Our son is a member of the United States Air Force. He recently re-enlisted (on my birthday) for four more years. We are so very proud of him and the path he has carved out for himself. Four years ago I wrote the blog post for his going away party on a now defunct website. In honor of Bobby and his renewed commitment to serving our country, I’m publishing the original blog post again. Enjoy!
I knew from the very beginning that part of my job, as a parent, was to nurture and assist our kiddos in their maturation process. I also understood that eventually leaving the nest for good was the ultimate goal. Sending two confident, responsible adults out into the world was how I had planned it from the very beginning. What I failed to take into consideration was how hard it was going to be to let them go. Danielle is gone, but only an hour away, and she comes home to smooze me when she or I need a little Mom and Daughter time. Bobby, on the other hand, is leaving us for good to begin a career in the Air Force.
I suppose if he had caused a lot of trouble, this would be easier, but he has been a great kid. Bobby has a bubbly personality and enjoys being the life of the party. Every day he cracks me up with his take on life, we follow sports together fanatically, and there’s never a dull moment when he is around. I’m really going to miss him and I’m struggling with my emotions as the time for him to leave draws near.

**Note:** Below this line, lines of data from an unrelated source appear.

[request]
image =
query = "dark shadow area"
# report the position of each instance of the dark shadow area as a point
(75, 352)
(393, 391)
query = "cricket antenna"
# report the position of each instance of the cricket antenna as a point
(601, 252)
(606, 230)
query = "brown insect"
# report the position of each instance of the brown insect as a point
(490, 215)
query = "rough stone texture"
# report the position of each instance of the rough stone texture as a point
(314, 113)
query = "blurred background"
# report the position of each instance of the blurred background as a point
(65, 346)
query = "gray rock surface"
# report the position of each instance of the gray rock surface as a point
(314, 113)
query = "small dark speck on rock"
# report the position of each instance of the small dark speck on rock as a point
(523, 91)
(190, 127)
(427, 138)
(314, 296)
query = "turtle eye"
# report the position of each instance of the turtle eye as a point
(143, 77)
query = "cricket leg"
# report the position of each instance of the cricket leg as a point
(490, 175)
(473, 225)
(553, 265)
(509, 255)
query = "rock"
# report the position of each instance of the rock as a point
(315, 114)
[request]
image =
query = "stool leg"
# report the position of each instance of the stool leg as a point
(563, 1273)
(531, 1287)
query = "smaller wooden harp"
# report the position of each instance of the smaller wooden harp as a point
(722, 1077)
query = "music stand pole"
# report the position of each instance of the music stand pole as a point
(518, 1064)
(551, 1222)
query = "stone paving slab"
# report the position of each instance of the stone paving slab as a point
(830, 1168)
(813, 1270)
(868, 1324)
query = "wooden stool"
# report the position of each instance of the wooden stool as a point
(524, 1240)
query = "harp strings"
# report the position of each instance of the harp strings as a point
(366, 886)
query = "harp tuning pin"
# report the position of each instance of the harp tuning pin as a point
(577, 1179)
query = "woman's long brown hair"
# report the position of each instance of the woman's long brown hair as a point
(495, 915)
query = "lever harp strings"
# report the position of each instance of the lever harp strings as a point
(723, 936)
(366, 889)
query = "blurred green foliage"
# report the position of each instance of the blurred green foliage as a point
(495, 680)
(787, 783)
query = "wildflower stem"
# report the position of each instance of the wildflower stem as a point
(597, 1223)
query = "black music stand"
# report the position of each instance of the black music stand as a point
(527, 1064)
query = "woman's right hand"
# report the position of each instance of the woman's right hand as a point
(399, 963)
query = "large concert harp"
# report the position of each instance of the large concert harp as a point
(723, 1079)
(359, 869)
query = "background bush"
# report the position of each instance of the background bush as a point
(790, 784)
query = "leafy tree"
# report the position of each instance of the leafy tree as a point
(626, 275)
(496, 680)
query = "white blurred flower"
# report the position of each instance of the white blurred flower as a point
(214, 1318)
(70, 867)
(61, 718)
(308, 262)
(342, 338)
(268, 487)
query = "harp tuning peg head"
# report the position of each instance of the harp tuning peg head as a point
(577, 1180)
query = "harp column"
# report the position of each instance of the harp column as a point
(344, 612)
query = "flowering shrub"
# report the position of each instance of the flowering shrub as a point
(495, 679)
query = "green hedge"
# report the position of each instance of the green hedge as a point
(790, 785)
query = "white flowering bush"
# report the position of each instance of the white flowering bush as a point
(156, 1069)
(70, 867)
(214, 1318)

In eight days we will go to Columbus and watch as our son swears his allegiance to the United States and commits to a life of serving his country. He enters the Air Force following in the footsteps of his Mother and Father, a new generation carrying on the family business, and I’ve never been prouder of him.
Bobby wanted a burger and dog cook-out. We were so fortunate that the weather held out, all week they were predicting rain (I did say a little prayer for that). I made a lot of Bobby’s favorite side dishes and desserts; Snickerdoodles, Pasta Salad, Black-Eyed Pea Salsa, 7 Layer Dip, Brownies, fresh fruit, fresh veggies with Ranch dip, and these light-as-air cupcakes. I got the recipe from one of my favorite websites, King Arthur Flour. They were quick to put together and very tasty for a white cake.
Tender White Cake is courtesy of King Arthur Flour
2 3/4 cups KAF Cake Flour Blend
1 2/3 cups sugar
1 Tablespoon baking powder
3/4 teaspoons salt
3/4 cups butter, softened
4 large egg whites, plus 1 whole egg
1 cup full fat vanilla yogurt or 1 cup whole milk
2 teaspoons vanilla extract
1 teaspoon almond extract ( I used 2 teaspoons Princess Cake and Cookie Bakery Emulsion instead of almond extract)
1. Preheat oven to 350 degrees. Place cupcake papers in pans, set aside.
2. Mix all dry ingredients on low-speed of mixer, to blend well. Add soft butter, mix until evenly crumbly, like fine damp sand.
3. Add egg whites, one at a time, then whole egg, beating well after each addition.
4. In a small bowl, whisk the yogurt (or milk) with vanilla and almond extracts ( and/or bakery emulsion). Add this mixture, 1/3 at a time, to the batter. Beat 1-2 minutes after each addition.
5. Scoop or pour batter into cupcake papers and bake 18-20 minutes. Makes 20-24 cupcakes.